On each of the six days, they shall march around once with the ark in procession,
making no noise other than the blowing of the horns. On the seventh day they are to march around
seven times and then stop to raise a huge shout that will brings the walls
crashing down. The
Jerusalem Bible note says there are
two entangled traditions here, one of them bracketed in the JB text, but not in the NRSV text. One has them circling in silence and then
yelling. The other has them circling
behind the ark, blowing trumpets.
They
are also warned that everything in the city is “under the ban” and they are to touch nothing.
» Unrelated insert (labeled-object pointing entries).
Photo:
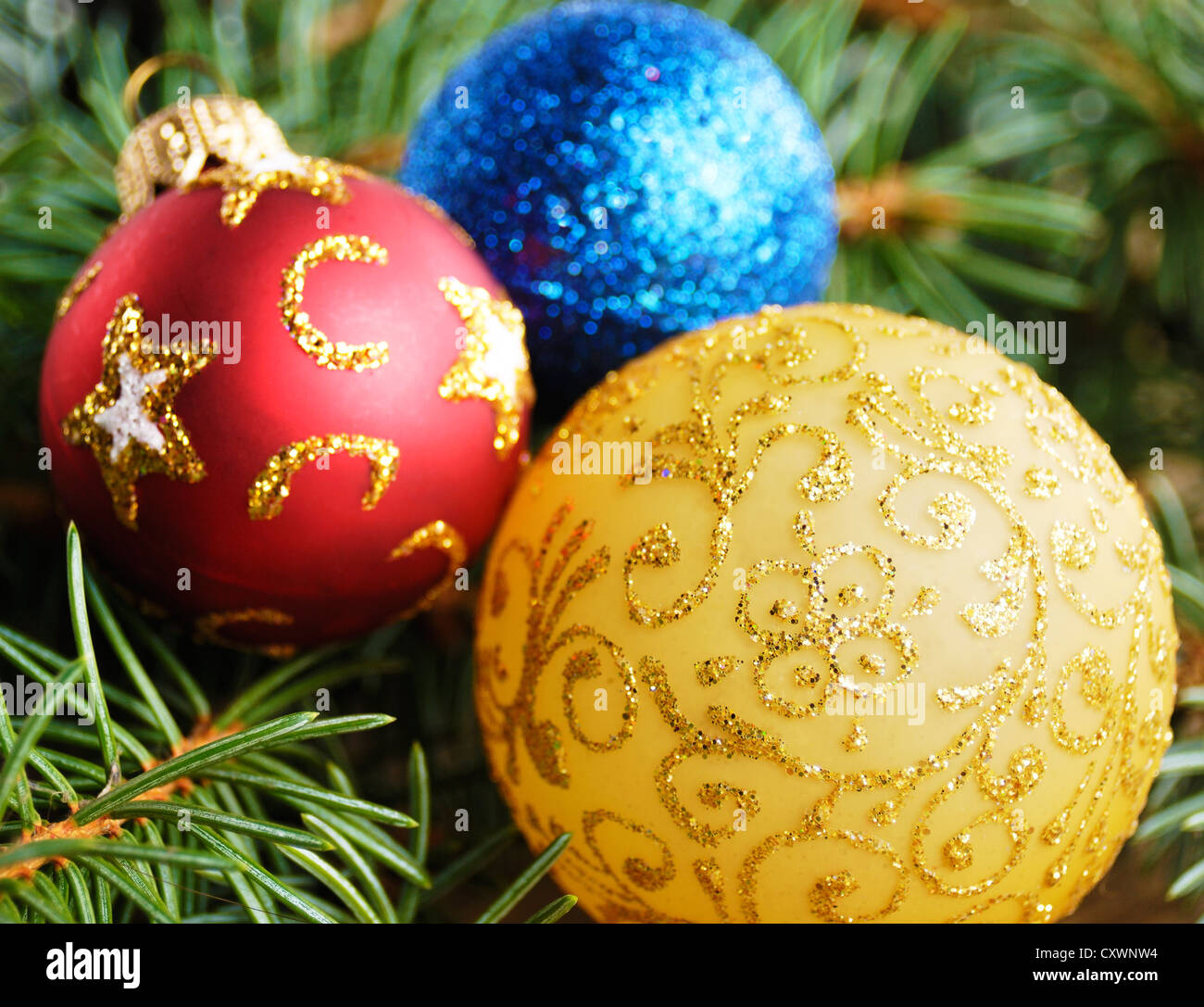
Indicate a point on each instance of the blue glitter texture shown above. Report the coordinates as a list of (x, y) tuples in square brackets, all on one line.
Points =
[(629, 170)]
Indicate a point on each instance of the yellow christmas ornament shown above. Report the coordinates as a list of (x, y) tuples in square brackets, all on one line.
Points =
[(826, 614)]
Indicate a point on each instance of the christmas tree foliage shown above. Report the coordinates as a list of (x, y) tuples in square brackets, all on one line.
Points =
[(1032, 161)]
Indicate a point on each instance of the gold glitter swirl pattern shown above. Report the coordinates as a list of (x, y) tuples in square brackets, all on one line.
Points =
[(266, 497), (441, 536), (77, 287), (849, 510), (128, 420), (493, 364), (333, 356), (242, 184), (208, 629)]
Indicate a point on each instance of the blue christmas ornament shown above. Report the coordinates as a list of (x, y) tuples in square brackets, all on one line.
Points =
[(629, 170)]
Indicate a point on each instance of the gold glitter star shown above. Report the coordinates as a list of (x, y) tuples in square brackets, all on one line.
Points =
[(242, 184), (127, 420), (494, 363)]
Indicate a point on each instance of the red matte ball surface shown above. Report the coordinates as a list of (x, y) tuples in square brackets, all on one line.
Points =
[(325, 560)]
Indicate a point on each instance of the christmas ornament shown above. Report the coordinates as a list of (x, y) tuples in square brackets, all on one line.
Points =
[(283, 397), (629, 170), (826, 614)]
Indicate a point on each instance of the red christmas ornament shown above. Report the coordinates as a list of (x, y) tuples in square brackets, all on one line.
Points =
[(283, 397)]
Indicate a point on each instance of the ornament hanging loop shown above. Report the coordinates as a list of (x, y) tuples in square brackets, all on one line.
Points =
[(169, 148), (157, 64)]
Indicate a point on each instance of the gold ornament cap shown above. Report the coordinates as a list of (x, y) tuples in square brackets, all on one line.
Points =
[(169, 148)]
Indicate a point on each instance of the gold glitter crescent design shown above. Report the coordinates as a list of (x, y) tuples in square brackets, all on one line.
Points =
[(494, 363), (695, 673), (266, 497), (241, 185), (77, 287), (128, 418), (436, 535), (208, 629), (333, 356)]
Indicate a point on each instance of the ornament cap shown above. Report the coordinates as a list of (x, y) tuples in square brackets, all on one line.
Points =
[(169, 148)]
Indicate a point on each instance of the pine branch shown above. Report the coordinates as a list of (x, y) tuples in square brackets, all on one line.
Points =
[(172, 826)]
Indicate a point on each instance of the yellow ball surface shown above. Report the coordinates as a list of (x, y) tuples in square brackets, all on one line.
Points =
[(882, 633)]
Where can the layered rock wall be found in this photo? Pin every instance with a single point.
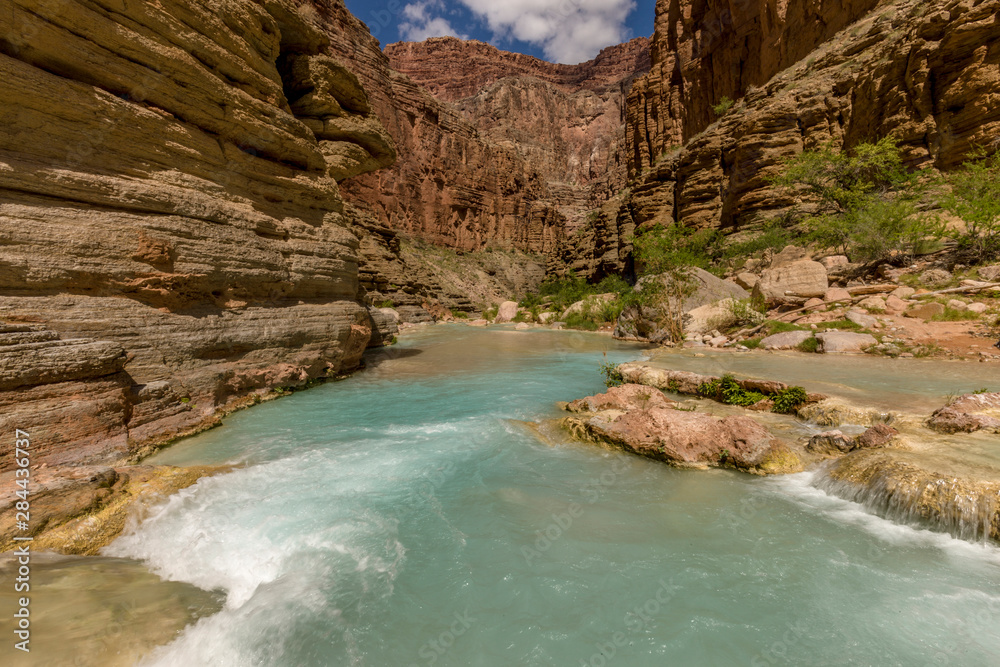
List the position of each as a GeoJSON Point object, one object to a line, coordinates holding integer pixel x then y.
{"type": "Point", "coordinates": [566, 121]}
{"type": "Point", "coordinates": [168, 185]}
{"type": "Point", "coordinates": [925, 73]}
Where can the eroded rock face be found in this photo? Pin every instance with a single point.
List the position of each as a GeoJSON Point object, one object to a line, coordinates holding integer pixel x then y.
{"type": "Point", "coordinates": [804, 74]}
{"type": "Point", "coordinates": [168, 190]}
{"type": "Point", "coordinates": [453, 185]}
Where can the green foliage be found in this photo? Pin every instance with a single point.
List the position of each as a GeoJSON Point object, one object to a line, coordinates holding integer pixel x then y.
{"type": "Point", "coordinates": [581, 321]}
{"type": "Point", "coordinates": [724, 105]}
{"type": "Point", "coordinates": [845, 181]}
{"type": "Point", "coordinates": [808, 345]}
{"type": "Point", "coordinates": [788, 401]}
{"type": "Point", "coordinates": [975, 198]}
{"type": "Point", "coordinates": [867, 200]}
{"type": "Point", "coordinates": [728, 390]}
{"type": "Point", "coordinates": [734, 394]}
{"type": "Point", "coordinates": [612, 376]}
{"type": "Point", "coordinates": [663, 249]}
{"type": "Point", "coordinates": [670, 252]}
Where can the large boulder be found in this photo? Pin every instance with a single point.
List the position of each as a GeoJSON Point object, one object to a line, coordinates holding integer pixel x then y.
{"type": "Point", "coordinates": [968, 413]}
{"type": "Point", "coordinates": [803, 278]}
{"type": "Point", "coordinates": [507, 312]}
{"type": "Point", "coordinates": [841, 342]}
{"type": "Point", "coordinates": [648, 323]}
{"type": "Point", "coordinates": [690, 439]}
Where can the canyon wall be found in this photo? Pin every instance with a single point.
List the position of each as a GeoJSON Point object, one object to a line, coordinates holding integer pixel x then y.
{"type": "Point", "coordinates": [926, 73]}
{"type": "Point", "coordinates": [566, 121]}
{"type": "Point", "coordinates": [172, 236]}
{"type": "Point", "coordinates": [802, 75]}
{"type": "Point", "coordinates": [450, 186]}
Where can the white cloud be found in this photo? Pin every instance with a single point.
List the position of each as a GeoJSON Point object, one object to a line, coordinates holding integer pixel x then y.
{"type": "Point", "coordinates": [568, 31]}
{"type": "Point", "coordinates": [420, 24]}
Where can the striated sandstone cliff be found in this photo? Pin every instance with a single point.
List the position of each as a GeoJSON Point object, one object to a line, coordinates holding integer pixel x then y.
{"type": "Point", "coordinates": [450, 186]}
{"type": "Point", "coordinates": [172, 237]}
{"type": "Point", "coordinates": [803, 74]}
{"type": "Point", "coordinates": [566, 121]}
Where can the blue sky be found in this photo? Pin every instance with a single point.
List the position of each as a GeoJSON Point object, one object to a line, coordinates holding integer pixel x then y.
{"type": "Point", "coordinates": [566, 31]}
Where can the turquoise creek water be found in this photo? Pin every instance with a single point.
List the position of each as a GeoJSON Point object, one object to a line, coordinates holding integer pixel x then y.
{"type": "Point", "coordinates": [408, 516]}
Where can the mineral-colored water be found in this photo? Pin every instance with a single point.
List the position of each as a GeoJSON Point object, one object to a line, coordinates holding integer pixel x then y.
{"type": "Point", "coordinates": [407, 516]}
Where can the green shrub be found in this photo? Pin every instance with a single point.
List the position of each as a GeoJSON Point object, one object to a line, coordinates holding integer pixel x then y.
{"type": "Point", "coordinates": [810, 344]}
{"type": "Point", "coordinates": [975, 198]}
{"type": "Point", "coordinates": [955, 315]}
{"type": "Point", "coordinates": [734, 394]}
{"type": "Point", "coordinates": [789, 400]}
{"type": "Point", "coordinates": [868, 201]}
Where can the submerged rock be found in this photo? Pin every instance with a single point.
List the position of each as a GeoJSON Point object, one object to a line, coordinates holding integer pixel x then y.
{"type": "Point", "coordinates": [689, 439]}
{"type": "Point", "coordinates": [968, 413]}
{"type": "Point", "coordinates": [625, 397]}
{"type": "Point", "coordinates": [786, 340]}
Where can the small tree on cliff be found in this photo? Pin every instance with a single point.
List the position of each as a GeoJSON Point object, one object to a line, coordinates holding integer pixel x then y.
{"type": "Point", "coordinates": [666, 255]}
{"type": "Point", "coordinates": [867, 200]}
{"type": "Point", "coordinates": [975, 198]}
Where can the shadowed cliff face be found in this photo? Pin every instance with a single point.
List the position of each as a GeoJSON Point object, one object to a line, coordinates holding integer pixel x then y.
{"type": "Point", "coordinates": [450, 186]}
{"type": "Point", "coordinates": [927, 74]}
{"type": "Point", "coordinates": [566, 121]}
{"type": "Point", "coordinates": [168, 190]}
{"type": "Point", "coordinates": [802, 74]}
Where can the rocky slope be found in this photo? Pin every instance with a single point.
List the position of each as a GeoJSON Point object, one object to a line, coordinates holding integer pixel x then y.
{"type": "Point", "coordinates": [172, 236]}
{"type": "Point", "coordinates": [803, 74]}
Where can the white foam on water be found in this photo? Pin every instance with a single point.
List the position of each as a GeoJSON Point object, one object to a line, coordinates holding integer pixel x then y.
{"type": "Point", "coordinates": [799, 487]}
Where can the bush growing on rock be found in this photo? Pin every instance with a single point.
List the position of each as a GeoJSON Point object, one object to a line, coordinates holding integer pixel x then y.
{"type": "Point", "coordinates": [868, 201]}
{"type": "Point", "coordinates": [975, 198]}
Being “under the ban” means that everything
living must be put to the sword and all the wealth of the city is to belong to
the Lord. The harlot Rehab, of course,
and all those in her family inside her house, are to be escorted safely outside
the city and the camp. She lives in Israel after this. And Joshua places the destroyed city under a
curse: “Cursed before the Lord be anyone who tries to rebuild this city”
(6:26).
Eerdman’s Handbook suggests that the reason Jericho
is completely destroyed is that it was a kind of “first-fruits” of the conquest and therefore God’s. It also suggests that while there is, in
fact, evidence of widespread destruction in the region dated to the 13th
c. BC, there were other invaders and enemies of the local populations, among
them Egypt (Pharaoh’s governors had residences in Gaza, Megiddo and other
places were garrison towns (213). Other conquerors included the Philistines,
who took over Ashdod, Ashelon, Ekron, Gath and Gaza. These cities were all Late Bronze Age cities.
Origen (185-254 AD)
De Principiis (First
Principles)
Book II - On Christ
9 - Now Origen looks at
the meaning of the words written in the Book of Wisdom where it says, “Wisdom .
. . ‘is a kind of breath of the power of
God, and the purest efflux of the glory of the Omnipotent, and the splendor
of eternal light, and the spotless mirror of the working or power of God, and
the image of His goodness.’” A modern translation of Wisdom 7:25-26 is this: “She is a breath of
God's power—a pure and radiant stream of glory from the Almighty. Nothing that
is defiled can ever steal its way into Wisdom. She is a reflection of eternal light, a
perfect mirror of God's activity and goodness.” Origen will go into each part of this in great detail – more detail
than I will.
“These,
then are the definitions which he gives of God, pointing out by each one of
them certain attributes which belong to the Wisdom of God, calling wisdom the power, and the glory, and the
everlasting light, and the working, and the goodness of God.”
God’s
power is seen in His strength; He “appoints, restrains, and governs all things
visible and invisible.”
“Another
power . . . which exists with properties of its own – a kind of breath, as
Scripture says, of the primal and unbegotten power of God, deriving from Him
its being, and never at any time non-existent.”